Meat mix bowls: easy to cook up some meat and you can vary the meat with spices. Taco flavor, spicy, saucy or whatever you like. Add in rice, cauliflower or whatever substance makes your bowl as a filler. Top with lettuce shreds, avocados, grilled peppers and onion. Season to your liking. You can dress it up with your cheese of choice, sour cream, salsa or whatever you like. Super easy to make and a fan favorite for many. Any time you can customize while feeling a herd you win big. Some variations are healthier than others but options are a big win for this meal.

If you need a cheap fix, spaghetti and meatballs is a good go-to staple but pretty boring and high on carbs. Another Italian option might be a lasagna. Layers and layers of goodness. Ricotta cheese, beef/sausage, veggies, sauce and seasonings. It’s a bit heavy but always a ton of goodness. Lasagna covers groups easily but may leave your group ready for a nap shortly after due to the carb loading. 

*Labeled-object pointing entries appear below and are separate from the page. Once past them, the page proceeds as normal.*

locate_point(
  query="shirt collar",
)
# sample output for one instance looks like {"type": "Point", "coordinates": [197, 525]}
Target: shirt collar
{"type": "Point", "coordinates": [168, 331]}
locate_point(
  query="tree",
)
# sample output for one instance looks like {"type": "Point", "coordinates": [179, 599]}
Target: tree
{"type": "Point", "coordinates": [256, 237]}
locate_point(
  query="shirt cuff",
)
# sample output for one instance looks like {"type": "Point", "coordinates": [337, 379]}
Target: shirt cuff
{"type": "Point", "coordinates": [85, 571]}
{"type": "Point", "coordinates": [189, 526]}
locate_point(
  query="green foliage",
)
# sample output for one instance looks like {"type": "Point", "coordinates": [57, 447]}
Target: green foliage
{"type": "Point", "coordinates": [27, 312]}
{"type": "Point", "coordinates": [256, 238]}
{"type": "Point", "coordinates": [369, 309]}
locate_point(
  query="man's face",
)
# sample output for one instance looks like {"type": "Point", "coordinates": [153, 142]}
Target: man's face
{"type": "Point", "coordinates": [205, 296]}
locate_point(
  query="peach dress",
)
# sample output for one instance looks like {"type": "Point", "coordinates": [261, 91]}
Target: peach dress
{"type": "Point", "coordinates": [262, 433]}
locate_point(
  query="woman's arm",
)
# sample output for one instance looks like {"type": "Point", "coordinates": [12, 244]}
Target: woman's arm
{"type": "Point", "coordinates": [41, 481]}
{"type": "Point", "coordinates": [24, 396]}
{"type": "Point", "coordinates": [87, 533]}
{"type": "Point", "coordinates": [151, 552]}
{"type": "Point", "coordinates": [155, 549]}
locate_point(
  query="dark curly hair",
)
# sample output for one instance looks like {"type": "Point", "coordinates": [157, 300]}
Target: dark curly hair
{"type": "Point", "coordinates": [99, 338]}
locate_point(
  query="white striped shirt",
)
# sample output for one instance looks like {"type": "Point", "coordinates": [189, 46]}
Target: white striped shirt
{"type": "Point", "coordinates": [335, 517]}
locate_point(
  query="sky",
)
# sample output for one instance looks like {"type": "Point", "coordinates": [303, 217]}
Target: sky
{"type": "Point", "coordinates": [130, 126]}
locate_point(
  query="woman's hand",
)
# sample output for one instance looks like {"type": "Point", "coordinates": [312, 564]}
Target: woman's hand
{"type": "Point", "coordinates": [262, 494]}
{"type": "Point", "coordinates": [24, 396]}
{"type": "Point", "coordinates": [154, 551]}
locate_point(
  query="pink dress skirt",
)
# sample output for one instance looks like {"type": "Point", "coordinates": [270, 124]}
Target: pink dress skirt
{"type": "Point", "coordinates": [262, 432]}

If you have any feed-the-herd recipes that are tasty, somewhat healthy and easy send us a note. We would love to try your favorite recipes and let you know how we liked them.
Fun options like variations of build your own pizza are always welcome since most folks adore pizza but don’t care for greasy options.

Now that I am hungry from writing about all this food I will sign off to eat a snack of white yogurt covered pretzels for my semi-sweet treat of the day. Bon appetit!